Crowd Sourced Archival system - An unorthodox yet sound method for crowd sourcing archival infrastructure under one coherent system

  • 🔧 Site instability resolved. You can report double-posts and broken attachments. For bigger issues, use the Technical Grievances thread.
    🇵🇦 Nuestro primer dominio localizado está en español en kiwifarms.pa. Our first localized domain is on Spanish on kiwifarms.pa.
  • Want to keep track of this thread?
    Accounts can bookmark posts, watch threads for updates, and jump back to where you stopped reading.
    Create account

soyjersh

kiwifarms.net
Registrado
12 de Jun, 2023
This post is a call to action as well as a technical proposal for review. I claim no expertise in the systematic implementation of a solution similar to the one proposed herein or otherwise, but a modest level of familiarity with the technologies involved and an idea of how to deploy them. The reason for such a deployment is simple: a dissatisfaction with the current landscape of archival resources for Kiwifarms material, specifically those which pertain to websites. There only exists one suggested on this thread, archive.is, and while it serves the necessary purpose it exists alone and out of our control. As we’ve seen in the past with censorship performed by internet archive and the databreach/ddos of the wayback machine, other services are unreliable, and having one reliable choice is a system with a target on its back, probably one drawn there by someone who commits “consent accidents” with impunity. Therefore my desire is to utilize the untapped social capital of Kiwifarms to host a truly antifragile archive system for website snapshots that is hosted by trusted individuals and governed by, preferably, our enlightened despot Null or an adequate stand in.

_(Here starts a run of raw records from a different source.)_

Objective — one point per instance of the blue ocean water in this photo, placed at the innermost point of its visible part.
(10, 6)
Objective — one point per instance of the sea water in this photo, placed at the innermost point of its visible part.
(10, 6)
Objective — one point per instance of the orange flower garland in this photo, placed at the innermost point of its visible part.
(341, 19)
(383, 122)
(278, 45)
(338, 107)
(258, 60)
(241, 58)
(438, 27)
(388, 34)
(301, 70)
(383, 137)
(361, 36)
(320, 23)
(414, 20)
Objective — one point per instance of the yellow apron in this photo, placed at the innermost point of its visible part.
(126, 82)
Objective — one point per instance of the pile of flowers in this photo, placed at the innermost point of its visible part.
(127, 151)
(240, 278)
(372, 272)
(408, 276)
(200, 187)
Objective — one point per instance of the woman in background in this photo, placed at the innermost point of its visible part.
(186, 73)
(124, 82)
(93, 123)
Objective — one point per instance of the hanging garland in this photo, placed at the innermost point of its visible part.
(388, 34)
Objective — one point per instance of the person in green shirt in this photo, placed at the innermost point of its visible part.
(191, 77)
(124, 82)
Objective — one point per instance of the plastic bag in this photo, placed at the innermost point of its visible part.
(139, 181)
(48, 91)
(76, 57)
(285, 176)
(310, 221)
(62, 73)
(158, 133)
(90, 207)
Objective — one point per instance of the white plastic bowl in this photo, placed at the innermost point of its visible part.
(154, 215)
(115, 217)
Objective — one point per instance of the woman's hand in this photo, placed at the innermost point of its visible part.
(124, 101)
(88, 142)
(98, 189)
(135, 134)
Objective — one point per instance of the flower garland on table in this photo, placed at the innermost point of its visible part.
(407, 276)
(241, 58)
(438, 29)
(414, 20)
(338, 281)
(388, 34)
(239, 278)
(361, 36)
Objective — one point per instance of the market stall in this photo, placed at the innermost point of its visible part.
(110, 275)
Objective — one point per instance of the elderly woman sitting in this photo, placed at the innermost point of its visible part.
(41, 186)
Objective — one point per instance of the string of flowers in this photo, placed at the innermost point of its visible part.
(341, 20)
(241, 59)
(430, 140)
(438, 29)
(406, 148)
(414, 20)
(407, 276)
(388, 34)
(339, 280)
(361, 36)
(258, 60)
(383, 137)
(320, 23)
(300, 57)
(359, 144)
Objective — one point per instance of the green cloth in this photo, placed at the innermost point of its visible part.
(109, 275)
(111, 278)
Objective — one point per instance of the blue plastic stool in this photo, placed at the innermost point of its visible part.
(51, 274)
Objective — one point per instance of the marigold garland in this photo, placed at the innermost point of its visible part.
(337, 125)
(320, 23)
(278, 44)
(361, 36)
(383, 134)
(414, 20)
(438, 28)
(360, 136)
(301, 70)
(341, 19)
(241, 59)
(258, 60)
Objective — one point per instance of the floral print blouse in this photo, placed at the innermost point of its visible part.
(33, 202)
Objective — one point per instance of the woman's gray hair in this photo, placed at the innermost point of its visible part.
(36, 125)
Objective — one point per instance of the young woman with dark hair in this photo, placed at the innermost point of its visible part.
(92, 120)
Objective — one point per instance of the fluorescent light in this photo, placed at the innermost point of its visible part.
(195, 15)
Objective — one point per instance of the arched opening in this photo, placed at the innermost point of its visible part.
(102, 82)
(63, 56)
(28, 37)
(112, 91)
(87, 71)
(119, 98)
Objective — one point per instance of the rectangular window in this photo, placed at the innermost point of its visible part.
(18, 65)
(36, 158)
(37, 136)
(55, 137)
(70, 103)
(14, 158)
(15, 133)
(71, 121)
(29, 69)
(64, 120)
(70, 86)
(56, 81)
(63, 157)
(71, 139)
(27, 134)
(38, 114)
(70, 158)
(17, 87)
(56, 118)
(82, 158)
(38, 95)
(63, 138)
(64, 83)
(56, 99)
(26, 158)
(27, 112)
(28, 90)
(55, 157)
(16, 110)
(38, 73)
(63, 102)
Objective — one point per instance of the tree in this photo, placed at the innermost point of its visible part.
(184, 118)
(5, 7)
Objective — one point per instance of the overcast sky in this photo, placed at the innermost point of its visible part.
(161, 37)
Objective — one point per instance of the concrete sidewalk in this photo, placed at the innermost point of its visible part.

The system is here explained in nontechnical language for the purposes of a more general understanding. It would involve the use of OpenZiti, tooling necessary to create a zero trust network which allows for the creation of an “invisible Internet” where only approved, cryptographically authenticated peers can communicate, and only with the services they’re authorized to see. This would allow for participants to be connected through programmed policies in an anonymous encrypted way to peers without complex routing, firewall changes, or public DNS configuration. Services can be published securely from anywhere. It decouples identity and access from the underlying topology, making it easy to securely connect microservices, containers, or IoT nodes across disparate environments.It would be possible for anyone meeting system criteria set by the network operator to join and provide their system’s resources in a highly secure use specific way. What this would best be used for in my opinion is hosting a bunch of Inter Planetary File System (IPFS) nodes, with select nodes being IPFS gateways. IPFS is a peer-to-peer, content-addressable network for storing and sharing data in a distributed fashion. IPFS, being distributed, replicates data across many nodes. This means files could exist in dozens or hundreds of locations simultaneously, ensuring resilience against single-point failures reduced downtime and global redundancy without relying on one provider.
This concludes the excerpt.